Everybody else? Everybody else is just Kakashi who can perform Kamui as well. And what speed feats does 13-year-old Itachi possess, pray tell?

Oh yeah, Obito has mokuton too, so there's also that.


----------



## Sadgoob (Jul 27, 2013)

Kakashi hyped 13 year old ANBU Itachi to be stronger than what 17 year old Itachi showed in part one. The chronology of the events proves as much, given that he'd only known Itachi in ANBU.

Moreover, Kakashi was speaking of Itachi's general skills when saying that Itachi wasn't even using half his strength, because he later said "it can't be?!" when Itachi hinted about the Mangekyō.​


Rocky said:


> Itachi has no speed _or_ reaction time feats at this age.



He blitzed three elite (three-tomoe) Sharingan users. Ninja that other villages ordered to never be engaged if not outnumbering them. So yeah, that's an awesome speed feat.

It was also implied that he scared Orochimaru pretty badly when making him flee Akatsuki, which I don't think wuld be the case if Orochimaru (with 4.5/5 speed) could blitz him.​


----------



## Nikushimi (Jul 27, 2013)

Rocky said:


> Itachi has no speed _or_ reaction time feats at this age.



Blitzing elite Uchiha Jounin with three-tomoe Sharingan, not getting blitzed by Orochimaru (and actually capturing him in Genjutsu), apparently avoiding Deidara's C1 explosion _through a wall_ before it detonated, and clearing 8-year-old Sasuke's entire field of vision before he could look up.



Vice said:


> Everybody else? Everybody else is just Kakashi who can perform Kamui as well.

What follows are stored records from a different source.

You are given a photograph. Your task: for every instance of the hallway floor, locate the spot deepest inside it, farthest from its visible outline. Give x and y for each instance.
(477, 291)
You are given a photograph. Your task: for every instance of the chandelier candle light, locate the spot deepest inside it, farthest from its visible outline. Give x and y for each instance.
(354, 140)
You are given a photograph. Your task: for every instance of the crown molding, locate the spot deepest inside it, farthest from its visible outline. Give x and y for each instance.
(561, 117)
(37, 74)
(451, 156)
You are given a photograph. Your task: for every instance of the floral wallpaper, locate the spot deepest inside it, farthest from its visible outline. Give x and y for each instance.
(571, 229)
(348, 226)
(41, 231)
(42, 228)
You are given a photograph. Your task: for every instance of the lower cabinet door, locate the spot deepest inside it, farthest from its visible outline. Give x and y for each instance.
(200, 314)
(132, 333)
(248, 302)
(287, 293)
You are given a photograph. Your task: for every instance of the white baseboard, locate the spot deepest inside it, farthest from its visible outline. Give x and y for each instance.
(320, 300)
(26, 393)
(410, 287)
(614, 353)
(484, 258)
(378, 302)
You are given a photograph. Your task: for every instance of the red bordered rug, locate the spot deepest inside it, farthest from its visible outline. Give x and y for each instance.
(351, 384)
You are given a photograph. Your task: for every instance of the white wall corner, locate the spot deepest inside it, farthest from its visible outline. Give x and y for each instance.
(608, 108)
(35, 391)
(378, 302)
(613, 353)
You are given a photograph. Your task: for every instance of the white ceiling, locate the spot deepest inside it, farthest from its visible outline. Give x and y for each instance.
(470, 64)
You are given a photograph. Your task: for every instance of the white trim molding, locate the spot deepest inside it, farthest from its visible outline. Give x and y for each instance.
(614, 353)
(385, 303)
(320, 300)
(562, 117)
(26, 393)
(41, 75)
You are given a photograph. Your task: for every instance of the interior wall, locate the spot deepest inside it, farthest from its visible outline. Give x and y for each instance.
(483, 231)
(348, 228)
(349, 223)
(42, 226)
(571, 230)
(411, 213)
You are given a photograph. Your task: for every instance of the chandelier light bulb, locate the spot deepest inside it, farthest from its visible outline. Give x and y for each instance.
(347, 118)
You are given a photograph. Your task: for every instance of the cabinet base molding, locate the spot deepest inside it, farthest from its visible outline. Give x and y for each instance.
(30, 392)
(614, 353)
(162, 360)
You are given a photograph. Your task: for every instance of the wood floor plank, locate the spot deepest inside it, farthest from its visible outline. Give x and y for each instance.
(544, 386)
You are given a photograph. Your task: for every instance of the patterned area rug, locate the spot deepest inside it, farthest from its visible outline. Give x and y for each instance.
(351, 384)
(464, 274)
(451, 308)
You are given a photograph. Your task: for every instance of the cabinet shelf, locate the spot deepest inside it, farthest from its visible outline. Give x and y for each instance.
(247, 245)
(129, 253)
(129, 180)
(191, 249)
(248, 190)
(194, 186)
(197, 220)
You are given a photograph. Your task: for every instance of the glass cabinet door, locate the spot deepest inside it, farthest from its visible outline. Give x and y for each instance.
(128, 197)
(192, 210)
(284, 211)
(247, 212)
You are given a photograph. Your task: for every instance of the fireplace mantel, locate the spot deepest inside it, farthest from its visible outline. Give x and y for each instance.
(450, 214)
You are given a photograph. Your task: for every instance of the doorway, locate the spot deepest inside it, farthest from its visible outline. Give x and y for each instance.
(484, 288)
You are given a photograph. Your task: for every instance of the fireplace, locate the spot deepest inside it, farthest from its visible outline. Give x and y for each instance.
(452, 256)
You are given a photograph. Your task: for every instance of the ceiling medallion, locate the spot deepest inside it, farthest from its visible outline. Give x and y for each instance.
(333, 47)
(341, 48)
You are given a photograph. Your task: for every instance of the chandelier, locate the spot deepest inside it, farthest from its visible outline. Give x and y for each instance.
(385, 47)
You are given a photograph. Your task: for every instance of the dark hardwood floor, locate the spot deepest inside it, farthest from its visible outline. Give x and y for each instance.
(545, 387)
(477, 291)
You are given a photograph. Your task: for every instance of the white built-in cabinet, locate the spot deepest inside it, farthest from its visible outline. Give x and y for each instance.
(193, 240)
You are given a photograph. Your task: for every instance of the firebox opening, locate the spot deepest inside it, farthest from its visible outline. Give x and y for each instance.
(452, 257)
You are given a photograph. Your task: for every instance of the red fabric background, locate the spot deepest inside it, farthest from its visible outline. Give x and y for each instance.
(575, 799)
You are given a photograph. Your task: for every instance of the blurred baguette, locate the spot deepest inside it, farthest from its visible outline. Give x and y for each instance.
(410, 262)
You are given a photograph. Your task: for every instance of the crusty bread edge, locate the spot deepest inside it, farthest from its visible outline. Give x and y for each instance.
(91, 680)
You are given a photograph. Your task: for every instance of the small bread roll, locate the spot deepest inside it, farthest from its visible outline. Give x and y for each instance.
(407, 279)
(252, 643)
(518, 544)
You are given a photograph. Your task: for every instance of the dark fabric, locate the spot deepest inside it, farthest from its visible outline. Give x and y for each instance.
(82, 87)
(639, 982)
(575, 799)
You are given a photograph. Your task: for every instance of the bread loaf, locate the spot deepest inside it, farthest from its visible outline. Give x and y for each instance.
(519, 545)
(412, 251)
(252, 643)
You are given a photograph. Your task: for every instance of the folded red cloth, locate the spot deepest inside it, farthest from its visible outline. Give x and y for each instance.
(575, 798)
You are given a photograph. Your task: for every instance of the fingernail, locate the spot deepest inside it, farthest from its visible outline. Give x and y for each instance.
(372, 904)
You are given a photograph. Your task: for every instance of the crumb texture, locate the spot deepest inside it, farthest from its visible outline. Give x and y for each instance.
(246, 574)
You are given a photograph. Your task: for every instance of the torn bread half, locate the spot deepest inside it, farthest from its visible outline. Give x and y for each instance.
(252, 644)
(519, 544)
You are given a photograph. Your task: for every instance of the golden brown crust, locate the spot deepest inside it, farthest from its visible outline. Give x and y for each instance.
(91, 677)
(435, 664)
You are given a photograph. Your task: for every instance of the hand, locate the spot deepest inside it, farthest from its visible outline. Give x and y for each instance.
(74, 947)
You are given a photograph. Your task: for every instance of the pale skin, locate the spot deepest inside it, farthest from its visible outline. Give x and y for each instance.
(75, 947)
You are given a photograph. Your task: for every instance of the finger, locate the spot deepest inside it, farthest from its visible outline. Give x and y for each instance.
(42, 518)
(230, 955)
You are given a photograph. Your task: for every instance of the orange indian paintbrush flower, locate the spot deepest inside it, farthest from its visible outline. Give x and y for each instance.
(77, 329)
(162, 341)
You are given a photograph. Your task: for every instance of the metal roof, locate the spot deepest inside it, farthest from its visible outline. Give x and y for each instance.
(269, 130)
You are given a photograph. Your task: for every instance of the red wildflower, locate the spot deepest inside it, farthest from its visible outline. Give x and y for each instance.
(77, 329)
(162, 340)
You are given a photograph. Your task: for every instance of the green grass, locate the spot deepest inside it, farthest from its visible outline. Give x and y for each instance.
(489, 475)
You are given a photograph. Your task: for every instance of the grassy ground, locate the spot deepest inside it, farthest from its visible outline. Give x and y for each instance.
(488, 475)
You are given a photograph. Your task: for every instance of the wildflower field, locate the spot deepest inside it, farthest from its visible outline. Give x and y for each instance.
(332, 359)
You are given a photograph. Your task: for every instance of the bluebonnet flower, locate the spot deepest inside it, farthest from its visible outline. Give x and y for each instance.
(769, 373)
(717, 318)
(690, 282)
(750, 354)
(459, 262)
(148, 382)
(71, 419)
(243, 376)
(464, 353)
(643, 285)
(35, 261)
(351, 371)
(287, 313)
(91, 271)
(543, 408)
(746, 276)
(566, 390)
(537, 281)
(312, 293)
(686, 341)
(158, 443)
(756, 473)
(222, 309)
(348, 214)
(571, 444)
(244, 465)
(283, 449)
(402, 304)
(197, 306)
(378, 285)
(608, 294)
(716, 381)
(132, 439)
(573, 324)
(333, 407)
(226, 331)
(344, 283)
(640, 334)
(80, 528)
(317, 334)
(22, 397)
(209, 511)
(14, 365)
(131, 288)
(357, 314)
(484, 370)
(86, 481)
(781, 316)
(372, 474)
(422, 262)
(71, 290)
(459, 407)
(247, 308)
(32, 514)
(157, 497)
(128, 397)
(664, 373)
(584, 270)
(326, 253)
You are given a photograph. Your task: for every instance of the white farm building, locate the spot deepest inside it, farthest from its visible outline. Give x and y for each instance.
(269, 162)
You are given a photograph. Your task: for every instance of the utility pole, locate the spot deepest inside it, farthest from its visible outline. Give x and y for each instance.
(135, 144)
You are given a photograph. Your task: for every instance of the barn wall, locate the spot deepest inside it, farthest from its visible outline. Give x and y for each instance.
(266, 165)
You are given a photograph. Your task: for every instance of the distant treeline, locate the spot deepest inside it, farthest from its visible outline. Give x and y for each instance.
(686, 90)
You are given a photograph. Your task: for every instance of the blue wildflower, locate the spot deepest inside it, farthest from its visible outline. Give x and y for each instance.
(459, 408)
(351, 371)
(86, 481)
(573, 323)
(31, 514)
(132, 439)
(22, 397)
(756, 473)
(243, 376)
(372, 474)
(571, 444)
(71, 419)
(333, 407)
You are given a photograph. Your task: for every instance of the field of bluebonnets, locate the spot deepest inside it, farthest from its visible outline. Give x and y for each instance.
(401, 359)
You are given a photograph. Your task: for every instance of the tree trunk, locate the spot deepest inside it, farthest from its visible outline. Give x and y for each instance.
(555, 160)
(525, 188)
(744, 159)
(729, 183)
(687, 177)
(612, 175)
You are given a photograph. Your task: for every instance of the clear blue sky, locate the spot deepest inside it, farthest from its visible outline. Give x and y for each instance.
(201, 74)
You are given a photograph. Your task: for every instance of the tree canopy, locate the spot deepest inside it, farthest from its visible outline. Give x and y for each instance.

And Konan with an improvised suicide bombing attack.

And Torune with his body-covering insects.

And Minato with Hiraishin+Rasengan.

And Naruto with Kage Bunshin.



> And what speed feats does 13-year-old Itachi possess, pray tell?



Listed 'em. You will probably try to come up with reasons why they don't count or aren't impressive, but they are there.



> Oh yeah, Obito has mokuton too, so there's also that.



Obito has to materialize to attack. That gives Itachi an opening with Amaterasu from a safe distance.


----------



## Senkou (Jul 27, 2013)

First i'd like to say....  A 14 YEAR OLD HANDELED MINATO.  

*On topic:*  Itachi murks Obito. He wrecked his entire clan whom many had sharingan as well. Even wrecked Shisui(implied) who was seen as a genius. Obito gets bodied.

TS said Obito who slaughtered the mist fodder. _Not_ Obito that fought Minato. So it's irrelevant what abilities he had during he Minato fight.

Itachi wins.


----------



## butcher50 (Jul 27, 2013)

Strategoob said:


> Nah, that was a few years later.



this is where Kishi's sense of his own story's timeline got genuinely screwed up. (plausibility-wise)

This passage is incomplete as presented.